As I see it, the primary challenges to agentic AI are legal and regulatory. Who is liable if any AI mistakenly books 30 plane tickets, when it was supposed to book 3? Can you sue the AI company for the agent’s mistake? No AI company will want to take on legal liability for the actions of agents given access to credit cards and bank accounts. (I doubt banks or credit card companies will be eager to give AIs access in the first place.) At the same time, can you really expect people to want to accept the risk of their AI assistants making all sorts of mistakes? What about fraud, can we be sure that gullible AIs don’t give out personal information while just trying to be helpful? Will companies doing sales online even allow AI agents to interact with them? Or will they ban them from their purchasing software, worried about potential legal exposure if the AI makes mistakes. Given time, agents will become more competent, and a regulatory/legal framework will develop to handle these challenges. Overcoming them could take years, potentially holding back rollout in the meantime.
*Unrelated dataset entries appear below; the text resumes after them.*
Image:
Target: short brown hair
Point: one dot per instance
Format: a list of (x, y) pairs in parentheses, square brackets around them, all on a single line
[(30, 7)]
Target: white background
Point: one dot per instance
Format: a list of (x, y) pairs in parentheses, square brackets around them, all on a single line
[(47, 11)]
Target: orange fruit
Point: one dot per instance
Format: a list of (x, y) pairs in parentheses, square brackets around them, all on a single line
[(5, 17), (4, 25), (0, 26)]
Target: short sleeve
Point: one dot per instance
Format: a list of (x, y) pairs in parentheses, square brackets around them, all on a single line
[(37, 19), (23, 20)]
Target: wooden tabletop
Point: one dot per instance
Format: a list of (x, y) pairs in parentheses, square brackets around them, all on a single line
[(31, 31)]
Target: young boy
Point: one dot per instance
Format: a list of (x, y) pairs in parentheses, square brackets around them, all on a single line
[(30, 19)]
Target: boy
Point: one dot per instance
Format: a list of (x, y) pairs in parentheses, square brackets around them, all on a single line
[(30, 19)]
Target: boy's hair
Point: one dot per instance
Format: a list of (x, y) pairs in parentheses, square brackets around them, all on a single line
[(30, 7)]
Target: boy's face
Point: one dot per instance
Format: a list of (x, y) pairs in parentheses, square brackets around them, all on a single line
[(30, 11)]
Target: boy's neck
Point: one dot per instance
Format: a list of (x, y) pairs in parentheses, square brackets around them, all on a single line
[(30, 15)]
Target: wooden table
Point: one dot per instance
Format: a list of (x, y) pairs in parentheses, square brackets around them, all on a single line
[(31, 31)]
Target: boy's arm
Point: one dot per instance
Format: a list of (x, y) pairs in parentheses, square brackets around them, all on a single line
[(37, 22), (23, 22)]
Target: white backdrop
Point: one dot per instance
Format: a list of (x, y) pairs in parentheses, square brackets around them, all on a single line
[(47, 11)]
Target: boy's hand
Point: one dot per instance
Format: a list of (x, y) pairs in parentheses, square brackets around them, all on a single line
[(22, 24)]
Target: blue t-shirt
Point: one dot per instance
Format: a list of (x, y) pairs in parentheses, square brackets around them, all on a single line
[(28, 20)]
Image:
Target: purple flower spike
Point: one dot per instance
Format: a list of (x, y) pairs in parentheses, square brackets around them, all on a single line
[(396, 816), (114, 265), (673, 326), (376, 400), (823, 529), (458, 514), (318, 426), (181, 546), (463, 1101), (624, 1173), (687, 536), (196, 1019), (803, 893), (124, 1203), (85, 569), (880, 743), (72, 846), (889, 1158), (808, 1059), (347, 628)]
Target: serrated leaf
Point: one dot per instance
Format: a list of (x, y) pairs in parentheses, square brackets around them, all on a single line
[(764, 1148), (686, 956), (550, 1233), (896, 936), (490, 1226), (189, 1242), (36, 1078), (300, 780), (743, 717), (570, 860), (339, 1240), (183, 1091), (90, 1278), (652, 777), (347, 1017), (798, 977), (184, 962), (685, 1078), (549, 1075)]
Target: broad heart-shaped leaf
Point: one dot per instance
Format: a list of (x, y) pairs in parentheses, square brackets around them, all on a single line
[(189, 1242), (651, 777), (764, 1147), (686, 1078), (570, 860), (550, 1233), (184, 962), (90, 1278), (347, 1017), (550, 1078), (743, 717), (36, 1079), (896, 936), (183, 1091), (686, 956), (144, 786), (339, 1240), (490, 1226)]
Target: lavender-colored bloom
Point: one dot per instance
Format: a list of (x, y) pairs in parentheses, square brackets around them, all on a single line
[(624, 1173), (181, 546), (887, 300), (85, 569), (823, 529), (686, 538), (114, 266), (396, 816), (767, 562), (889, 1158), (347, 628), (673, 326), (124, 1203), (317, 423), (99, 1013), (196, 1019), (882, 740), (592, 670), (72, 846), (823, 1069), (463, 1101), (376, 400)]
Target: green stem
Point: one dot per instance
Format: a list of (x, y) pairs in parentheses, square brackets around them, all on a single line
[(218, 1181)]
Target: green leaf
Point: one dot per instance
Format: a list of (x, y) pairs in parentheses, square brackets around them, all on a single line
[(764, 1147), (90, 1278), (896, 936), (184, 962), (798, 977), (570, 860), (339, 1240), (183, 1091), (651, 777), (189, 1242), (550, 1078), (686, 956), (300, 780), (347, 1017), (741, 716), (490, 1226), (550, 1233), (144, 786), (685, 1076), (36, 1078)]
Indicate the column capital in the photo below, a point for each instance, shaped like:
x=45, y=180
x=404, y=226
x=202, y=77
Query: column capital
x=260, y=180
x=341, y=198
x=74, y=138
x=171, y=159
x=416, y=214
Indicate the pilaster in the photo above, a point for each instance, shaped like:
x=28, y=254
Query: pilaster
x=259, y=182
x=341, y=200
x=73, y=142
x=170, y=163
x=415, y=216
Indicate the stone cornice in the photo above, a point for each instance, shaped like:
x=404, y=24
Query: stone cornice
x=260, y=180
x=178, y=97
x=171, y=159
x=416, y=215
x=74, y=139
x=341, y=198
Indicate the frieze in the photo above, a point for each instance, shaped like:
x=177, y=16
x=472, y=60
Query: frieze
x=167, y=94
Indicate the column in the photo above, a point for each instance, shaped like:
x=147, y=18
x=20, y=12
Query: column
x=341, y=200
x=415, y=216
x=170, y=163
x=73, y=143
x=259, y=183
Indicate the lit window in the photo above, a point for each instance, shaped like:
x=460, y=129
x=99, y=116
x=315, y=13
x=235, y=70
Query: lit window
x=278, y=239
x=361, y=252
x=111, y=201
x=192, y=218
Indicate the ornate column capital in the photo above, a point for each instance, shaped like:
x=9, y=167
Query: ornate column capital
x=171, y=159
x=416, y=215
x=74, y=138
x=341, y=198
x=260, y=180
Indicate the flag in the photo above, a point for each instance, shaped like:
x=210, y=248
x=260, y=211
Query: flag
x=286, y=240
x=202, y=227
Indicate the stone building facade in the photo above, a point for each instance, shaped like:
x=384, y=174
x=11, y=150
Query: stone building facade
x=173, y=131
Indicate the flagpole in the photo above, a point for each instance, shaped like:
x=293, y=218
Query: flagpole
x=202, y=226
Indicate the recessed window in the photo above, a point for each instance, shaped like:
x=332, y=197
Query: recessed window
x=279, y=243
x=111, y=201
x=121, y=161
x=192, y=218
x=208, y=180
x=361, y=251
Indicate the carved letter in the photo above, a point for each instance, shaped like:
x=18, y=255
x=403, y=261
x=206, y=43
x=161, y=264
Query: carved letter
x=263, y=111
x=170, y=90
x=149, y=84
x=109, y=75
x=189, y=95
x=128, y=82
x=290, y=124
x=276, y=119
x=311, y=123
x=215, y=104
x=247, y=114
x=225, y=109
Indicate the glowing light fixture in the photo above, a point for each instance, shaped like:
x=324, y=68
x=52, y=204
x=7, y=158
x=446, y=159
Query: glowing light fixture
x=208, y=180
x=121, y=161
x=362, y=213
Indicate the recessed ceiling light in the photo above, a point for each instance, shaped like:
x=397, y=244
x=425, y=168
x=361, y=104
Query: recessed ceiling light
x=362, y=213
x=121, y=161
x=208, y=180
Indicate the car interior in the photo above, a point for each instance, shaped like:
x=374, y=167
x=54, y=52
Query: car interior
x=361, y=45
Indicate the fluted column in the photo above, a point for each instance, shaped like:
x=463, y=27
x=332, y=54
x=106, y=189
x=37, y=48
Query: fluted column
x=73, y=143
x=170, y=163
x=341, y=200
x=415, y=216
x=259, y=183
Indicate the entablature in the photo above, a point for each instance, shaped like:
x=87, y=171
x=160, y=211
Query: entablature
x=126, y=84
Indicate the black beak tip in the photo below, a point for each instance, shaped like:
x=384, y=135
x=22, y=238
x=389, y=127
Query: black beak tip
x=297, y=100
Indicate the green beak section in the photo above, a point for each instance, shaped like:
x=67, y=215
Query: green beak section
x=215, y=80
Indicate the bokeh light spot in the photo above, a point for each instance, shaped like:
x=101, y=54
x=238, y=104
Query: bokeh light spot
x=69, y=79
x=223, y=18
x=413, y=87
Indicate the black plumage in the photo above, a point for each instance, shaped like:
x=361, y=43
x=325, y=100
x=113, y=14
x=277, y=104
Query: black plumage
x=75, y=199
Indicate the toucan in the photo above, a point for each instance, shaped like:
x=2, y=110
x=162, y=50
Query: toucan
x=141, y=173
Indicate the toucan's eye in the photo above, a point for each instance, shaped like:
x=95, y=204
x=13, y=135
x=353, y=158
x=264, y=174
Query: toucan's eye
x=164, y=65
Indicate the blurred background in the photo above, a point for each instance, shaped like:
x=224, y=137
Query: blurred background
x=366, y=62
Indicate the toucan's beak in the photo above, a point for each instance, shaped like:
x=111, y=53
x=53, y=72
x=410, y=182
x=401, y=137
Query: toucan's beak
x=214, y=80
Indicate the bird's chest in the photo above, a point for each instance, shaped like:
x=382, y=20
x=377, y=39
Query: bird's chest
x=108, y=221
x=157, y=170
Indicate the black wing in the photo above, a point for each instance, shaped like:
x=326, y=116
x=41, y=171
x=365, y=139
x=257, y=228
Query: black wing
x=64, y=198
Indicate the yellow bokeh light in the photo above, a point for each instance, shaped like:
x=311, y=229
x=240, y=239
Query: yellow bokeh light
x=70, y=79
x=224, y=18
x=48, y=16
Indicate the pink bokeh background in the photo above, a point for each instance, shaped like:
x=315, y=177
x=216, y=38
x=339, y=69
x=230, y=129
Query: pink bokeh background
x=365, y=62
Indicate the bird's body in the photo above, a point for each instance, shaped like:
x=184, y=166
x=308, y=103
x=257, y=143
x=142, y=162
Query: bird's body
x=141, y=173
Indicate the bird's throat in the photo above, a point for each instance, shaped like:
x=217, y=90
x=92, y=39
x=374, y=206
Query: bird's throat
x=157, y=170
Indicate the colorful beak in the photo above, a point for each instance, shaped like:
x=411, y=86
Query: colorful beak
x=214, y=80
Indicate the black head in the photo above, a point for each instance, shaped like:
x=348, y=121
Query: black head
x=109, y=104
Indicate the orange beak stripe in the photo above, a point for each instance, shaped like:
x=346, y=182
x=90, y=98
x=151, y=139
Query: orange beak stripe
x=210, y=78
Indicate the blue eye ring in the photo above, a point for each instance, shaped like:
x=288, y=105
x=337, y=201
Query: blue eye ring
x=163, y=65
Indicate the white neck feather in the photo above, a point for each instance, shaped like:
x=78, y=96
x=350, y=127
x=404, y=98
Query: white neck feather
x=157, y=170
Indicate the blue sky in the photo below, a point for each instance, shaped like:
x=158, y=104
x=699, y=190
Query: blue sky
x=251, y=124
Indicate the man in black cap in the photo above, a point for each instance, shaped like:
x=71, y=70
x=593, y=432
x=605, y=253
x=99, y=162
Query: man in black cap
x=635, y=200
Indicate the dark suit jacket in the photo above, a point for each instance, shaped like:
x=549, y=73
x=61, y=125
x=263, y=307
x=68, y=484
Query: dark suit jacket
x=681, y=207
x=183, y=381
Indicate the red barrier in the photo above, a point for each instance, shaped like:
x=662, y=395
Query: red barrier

All of this uncertainty is downstream of a core reality of AI. It can be 95% effective at these tasks, and that won’t be good enough. Even 99% may not be good enough. Looking at the resistance that is building to Waymos in many cities, it is clear that people are fundamentally suspicious of entrusting their lives or finances to autonomous technology. AI companies will make their decisions with two opposing forces in mind. First, AI companies want to roll agents out as quickly as possible. They could be packaged and sold as new products to existing AI users, while deepening AI’s penetration into corporate and personal use markets. The AI companies are desperate to increase use, because they are bleeding horrifying amounts of cash every month. Sam Altman and Co. have shown no signs of slowing down in their multi-billion dollar investment announcement, but pressure from investors to deliver profits grows every month. Every day they wait on an agentic rollout, it will hurt their bottom line. The countervailing force is the fight for public opinion. AI companies are desperately worried about their reputation, and have tried to steady nerves by saying that this is a decade long process, and mass layoffs are neither imminent nor inevitable. (This is probably not true, but regardless.) A chaotic rollout of agents would do a great deal of damage to these companies, both reputational and financial. A successful rollout might be toxic in its own right; if the proliferation of AI agents are directly linked to mass layoffs, at which point a major political movement against AI is likely.
I hope I’ve made it clear that agents are an emerging technology. We cannot yet predict exactly what will happen, or how it will happen. It does seem obvious however, that once agents overcome challenges to adoption, they will change the world forever.